El ajuste contempla una modificación en la aplicación del Mecanismo de Estabilización de Precios de los Combustibles (MEPCO), lo que permitirá traspasar con mayor rapidez las variaciones internacionales a los precios locales. En ese escenario, se proyectan alzas de hasta $370 por litro en gasolina de 93 y $580 en diésel a partir del 26 de marzo.
Frente a este escenario, el Ejecutivo anunció el plan “Chile Sale Adelante”, una batería de medidas orientadas a mitigar el impacto en distintos sectores de la población y la economía.
La primera de ellas apunta al transporte público en Santiago, donde se determinó el congelamiento de tarifas del sistema Red —ex Transantiago— hasta el 31 de diciembre de 2026, asegurando que no habrá aumentos en el pasaje durante ese período.
En regiones, en tanto, el Gobierno comprometió la disposición de recursos para contener el alza del transporte público, reconociendo que el impacto del incremento en los combustibles se traslada directamente a los costos operacionales del sistema.
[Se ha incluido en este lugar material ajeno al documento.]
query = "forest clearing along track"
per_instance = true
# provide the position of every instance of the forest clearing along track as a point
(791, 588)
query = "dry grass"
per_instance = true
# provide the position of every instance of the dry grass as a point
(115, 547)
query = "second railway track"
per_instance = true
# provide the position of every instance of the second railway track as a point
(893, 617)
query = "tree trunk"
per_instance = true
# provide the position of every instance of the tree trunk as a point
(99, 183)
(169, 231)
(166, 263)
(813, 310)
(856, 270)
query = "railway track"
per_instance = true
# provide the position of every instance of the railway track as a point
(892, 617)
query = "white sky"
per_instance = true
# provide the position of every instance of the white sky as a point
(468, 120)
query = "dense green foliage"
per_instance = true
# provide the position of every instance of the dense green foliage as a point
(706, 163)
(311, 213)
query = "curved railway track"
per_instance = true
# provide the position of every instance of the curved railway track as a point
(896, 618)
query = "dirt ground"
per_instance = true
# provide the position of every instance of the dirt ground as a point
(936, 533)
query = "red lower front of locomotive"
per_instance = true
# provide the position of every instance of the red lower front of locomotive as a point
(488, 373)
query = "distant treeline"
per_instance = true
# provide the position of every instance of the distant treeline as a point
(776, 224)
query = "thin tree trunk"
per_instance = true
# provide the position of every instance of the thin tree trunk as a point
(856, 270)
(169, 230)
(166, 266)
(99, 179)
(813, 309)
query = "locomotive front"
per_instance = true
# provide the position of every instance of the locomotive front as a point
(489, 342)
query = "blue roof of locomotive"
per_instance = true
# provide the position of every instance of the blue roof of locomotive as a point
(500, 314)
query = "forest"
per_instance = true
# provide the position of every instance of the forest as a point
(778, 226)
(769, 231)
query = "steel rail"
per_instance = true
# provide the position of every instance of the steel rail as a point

En materia de calefacción, se anunció una rebaja en el precio de la parafina, que volverá a niveles de febrero de 2026 y se mantendrá congelada durante el otoño e invierno. Para sostener esta medida, el Ejecutivo enviará al Congreso un proyecto de ley con discusión inmediata para ampliar el Fondo de Estabilización del Precio del Petróleo (FEPP), elevándolo desde los actuales US$5 millones a US$60 millones.
Otra de las medidas está dirigida al transporte menor, específicamente taxis y taxis colectivos, para quienes se estableció una subvención mensual de $100 mil por vehículo, la que se extenderá por hasta seis meses mientras se mantenga la contingencia.
En paralelo, el BancoEstado habilitará una nueva línea de financiamiento preferencial orientada a taxis y colectivos, con el objetivo de facilitar la renovación de flotas y promover la electromovilidad como alternativa frente al alto costo de los combustibles tradicionales.
El plan también contempla acciones en materia de seguridad para el transporte de carga, estableciendo un trabajo conjunto con gremios de transportistas para implementar medidas en rutas y zonas de descanso, en un contexto donde el encarecimiento del diésel impacta directamente en la logística nacional.
A nivel tributario, el Ejecutivo anunció la suspensión transitoria del crédito diferenciado al impuesto específico que actualmente beneficia a empresas no transportistas, las que pasarán a regirse por el mismo sistema que los transportistas, como parte de un ajuste para equilibrar la carga fiscal.
Finalmente, el Gobierno aseguró que el Plan de Reconstrucción Nacional se mantendrá en ejecución, afirmando que las medidas adoptadas buscan enfrentar la crisis sin afectar beneficios sociales vigentes.
El paquete de medidas se da en un contexto internacional complejo, tras el conflicto en Medio Oriente que elevó el precio del petróleo en más de un 50% en pocas semanas, generando una presión directa sobre economías altamente dependientes de la importación de combustibles, como es el caso de Chile.